While some might think alpaca farming is an easy way to get a generous tax deduction, Pete Sepp, executive vice president of the National Taxpayers Union, isn’t upset about it. “It shouldn’t be surprising that a tax law passed by Congress not only helps people in traditional lines of business but also encourages others in pursuits some would find . . . exotic.”

He added that the alpaca breeding community seems to have done a good job at marketing the tax advantages of raising livestock on a small scale. “This wouldn’t be the first time in modern history that tax laws have helped to fuel growth of an industry potentially developing ahead of its consumer market,” Sepp said.

Illinois’s climate is conducive to raising alpacas with cold winters and mild summers, said Don Kent, president of the Illinois Alpaca Owners and Breeders Association. He said there are 60 member farms in Illinois, but not all alpaca farms register with the association.

Kent said in the last five to 10 years, Illinois has seen a large growth of alpaca farms.

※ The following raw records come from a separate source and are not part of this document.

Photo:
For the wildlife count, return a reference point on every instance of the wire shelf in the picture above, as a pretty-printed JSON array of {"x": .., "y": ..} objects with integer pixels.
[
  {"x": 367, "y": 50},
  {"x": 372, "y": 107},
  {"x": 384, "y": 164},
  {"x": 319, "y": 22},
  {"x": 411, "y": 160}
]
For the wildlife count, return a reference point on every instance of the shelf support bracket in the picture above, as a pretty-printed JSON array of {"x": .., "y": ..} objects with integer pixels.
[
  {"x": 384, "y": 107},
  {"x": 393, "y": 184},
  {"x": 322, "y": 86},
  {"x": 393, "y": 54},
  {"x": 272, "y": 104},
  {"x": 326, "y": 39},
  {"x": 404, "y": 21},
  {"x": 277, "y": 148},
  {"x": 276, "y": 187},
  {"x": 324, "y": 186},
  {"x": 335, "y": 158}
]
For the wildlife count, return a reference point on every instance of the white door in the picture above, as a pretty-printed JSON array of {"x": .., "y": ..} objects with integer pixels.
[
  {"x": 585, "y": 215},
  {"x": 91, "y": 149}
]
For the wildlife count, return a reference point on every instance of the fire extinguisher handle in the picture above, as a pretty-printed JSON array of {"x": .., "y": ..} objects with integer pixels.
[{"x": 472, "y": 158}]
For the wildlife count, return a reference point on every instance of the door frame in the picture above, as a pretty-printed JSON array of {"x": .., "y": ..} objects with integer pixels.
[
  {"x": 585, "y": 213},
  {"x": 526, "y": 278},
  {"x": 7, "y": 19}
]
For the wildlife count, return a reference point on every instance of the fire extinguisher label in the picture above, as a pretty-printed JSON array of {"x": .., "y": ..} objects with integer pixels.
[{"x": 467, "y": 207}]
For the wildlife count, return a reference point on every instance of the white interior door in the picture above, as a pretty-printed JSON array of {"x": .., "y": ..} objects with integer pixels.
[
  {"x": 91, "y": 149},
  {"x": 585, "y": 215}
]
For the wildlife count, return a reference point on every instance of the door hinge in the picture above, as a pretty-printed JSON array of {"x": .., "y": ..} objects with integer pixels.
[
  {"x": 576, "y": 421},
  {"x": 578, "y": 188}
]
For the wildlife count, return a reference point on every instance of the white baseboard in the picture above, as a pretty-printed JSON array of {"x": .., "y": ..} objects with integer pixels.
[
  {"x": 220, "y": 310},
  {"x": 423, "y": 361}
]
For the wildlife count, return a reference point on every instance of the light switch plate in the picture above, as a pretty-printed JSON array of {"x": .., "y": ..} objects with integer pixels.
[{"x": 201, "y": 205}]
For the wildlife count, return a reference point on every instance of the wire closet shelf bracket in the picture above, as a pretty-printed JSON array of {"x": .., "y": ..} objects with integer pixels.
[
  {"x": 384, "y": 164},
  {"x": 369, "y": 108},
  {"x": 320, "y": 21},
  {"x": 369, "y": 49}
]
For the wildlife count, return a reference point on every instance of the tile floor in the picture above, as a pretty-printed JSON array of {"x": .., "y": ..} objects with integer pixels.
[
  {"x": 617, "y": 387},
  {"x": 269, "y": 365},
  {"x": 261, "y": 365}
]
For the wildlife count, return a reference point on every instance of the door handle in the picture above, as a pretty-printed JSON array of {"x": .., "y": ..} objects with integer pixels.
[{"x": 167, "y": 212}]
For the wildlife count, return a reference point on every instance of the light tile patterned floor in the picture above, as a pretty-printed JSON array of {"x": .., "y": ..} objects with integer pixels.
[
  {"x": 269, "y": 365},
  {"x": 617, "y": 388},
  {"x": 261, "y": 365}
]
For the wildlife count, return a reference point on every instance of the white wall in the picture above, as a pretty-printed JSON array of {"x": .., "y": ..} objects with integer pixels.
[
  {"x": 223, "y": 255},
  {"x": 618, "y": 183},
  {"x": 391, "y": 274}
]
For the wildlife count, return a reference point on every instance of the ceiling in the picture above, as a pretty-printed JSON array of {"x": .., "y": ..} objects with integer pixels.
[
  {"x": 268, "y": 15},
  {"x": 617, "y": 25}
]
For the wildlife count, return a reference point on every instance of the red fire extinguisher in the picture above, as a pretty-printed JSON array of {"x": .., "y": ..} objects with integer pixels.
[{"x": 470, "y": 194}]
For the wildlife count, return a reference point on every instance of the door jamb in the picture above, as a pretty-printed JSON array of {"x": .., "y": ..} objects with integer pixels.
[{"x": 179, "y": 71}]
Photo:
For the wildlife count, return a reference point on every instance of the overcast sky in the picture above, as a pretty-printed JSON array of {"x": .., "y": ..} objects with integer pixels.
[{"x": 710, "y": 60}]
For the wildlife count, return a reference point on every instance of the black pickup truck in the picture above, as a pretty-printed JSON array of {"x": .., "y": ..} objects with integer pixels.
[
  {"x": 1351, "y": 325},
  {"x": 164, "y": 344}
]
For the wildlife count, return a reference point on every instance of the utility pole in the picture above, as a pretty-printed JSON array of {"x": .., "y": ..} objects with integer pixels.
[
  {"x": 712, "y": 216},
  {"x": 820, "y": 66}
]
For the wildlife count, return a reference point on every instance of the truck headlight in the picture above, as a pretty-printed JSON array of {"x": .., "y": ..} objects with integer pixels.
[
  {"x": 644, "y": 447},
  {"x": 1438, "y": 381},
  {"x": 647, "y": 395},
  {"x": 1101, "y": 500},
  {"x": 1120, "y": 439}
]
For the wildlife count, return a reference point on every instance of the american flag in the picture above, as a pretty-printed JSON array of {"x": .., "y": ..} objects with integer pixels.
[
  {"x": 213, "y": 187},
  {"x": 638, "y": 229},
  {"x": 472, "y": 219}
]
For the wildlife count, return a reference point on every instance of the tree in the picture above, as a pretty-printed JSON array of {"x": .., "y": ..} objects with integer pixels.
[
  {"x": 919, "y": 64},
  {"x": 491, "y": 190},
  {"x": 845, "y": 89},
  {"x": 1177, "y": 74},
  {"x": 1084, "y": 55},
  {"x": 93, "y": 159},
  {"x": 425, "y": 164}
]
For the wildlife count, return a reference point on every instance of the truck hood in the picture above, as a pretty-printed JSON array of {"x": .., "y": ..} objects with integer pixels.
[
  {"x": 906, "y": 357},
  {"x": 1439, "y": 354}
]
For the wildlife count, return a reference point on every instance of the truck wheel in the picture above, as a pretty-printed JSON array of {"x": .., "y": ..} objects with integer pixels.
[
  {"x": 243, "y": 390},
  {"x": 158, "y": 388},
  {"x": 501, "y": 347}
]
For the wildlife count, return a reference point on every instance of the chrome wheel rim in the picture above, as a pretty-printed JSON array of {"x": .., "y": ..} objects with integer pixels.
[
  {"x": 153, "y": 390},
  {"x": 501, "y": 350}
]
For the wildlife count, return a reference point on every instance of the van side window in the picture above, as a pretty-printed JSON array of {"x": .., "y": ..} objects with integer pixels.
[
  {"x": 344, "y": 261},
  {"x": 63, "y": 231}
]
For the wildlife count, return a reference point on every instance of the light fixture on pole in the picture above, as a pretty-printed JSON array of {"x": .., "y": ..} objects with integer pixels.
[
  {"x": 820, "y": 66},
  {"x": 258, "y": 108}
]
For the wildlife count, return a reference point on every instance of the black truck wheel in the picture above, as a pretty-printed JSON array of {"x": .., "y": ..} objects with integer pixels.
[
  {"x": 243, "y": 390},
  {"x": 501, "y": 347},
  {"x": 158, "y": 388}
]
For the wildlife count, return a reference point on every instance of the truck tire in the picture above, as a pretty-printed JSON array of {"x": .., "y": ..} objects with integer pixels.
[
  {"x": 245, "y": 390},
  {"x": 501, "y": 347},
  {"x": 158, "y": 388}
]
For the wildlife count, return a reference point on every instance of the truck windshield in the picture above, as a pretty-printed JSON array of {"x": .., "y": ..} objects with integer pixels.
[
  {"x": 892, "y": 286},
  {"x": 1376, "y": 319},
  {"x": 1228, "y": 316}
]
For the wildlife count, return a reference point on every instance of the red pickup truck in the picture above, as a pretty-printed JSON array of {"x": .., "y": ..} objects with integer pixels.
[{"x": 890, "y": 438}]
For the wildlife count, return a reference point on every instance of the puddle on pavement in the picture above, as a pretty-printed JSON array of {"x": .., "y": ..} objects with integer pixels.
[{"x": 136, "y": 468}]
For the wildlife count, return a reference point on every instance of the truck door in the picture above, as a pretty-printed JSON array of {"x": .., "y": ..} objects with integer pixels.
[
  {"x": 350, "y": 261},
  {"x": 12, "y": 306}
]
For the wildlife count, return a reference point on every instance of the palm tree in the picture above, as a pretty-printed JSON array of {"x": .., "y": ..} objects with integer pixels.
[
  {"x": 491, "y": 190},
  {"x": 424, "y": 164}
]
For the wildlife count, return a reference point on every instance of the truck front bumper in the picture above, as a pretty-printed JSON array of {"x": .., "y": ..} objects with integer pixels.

“It slowed down during the recession and now it’s starting to pick back up.” Kent said the key is marketing the products directly to consumers in the form of hats, scarves, ponchos and blankets, for example—or to manufacturers who process the fiber.

Alpaca farming is becoming popular at the national level as well. “The potential is there for years of offspring and can turn into overall profit,” Putney said. Alpaca farming is gaining more momentum, and Putney estimates there could be upwards of 250,000 alpacas in the United States.

Alpaca farming may not be happening on the same scale as raising chickens or other livestock, but it  could become a large-scale commercial industry in the next 10 to 15 years.

Claudia Raessler, an alpaca farmer at SuriPaco Farm in North Yarmouth, Maine, and a member on the board of directors at Alpaca Owners and Breeders Association, says consumers are just beginning to appreciate alpaca fiber, which is very light and soft. “The market is just starting really for U.S.-made alpaca products. It’s been difficult because of the [low] volume and . . . textile manufacturing in this country has taken a big hit.” Raessler is the former head of Cotton Inc., the marketing association promoting cotton apparel, and is currently creating a branding campaign for alpaca fleece.

Steve Putney, managing partner at Safe Haven Farm in Connecticut, said the demographics of alpaca farmers have changed quite a bit in the last 10 years. Putney said seven years ago typical alpaca farmers were retired couples who wanted something to do and to add to their retirement fund. Now, he said, younger families with small children are getting away from the city. “There’s a resurgence in the family farm,” Putney said.

Putney has been an alpaca farmer for the last five years. He quit his corporate job and now runs the largest alpaca farm in Connecticut.

But is it a profitable business to pursue? Yes and no, farmers say. According to Raessler, many alpaca farmers are dual-income families. “A lot of people who work and also want a rural lifestyle will choose alpacas,” Raessler said. Depending on whether the farm is oriented toward fiber production or breeding, the alpaca business can serve as a hobby or a six-figure income generator, players say.

For those who already have at least an acre of land, startup costs for a small production farm can be as low as $200 per alpaca, Putney said. Alpacas require a lean-to-style shelter, one bale of hay per week and supplemental feed. A 50-pound bag of feed runs less than $20, Putney said. Alpacas eat 1.5 to 2 pounds of feed per day. “You can comfortably put five to seven alpacas per acre,” Putney said.

Breeding alpacas can be very profitable, but the startup costs are higher. “A good young male can cost between $8,000 and $15,000,” Raessler said. In addition to females, “you would preferably have two males.” The financial commitment can turn into a $100,000 profit even before the IRS deduction, she added.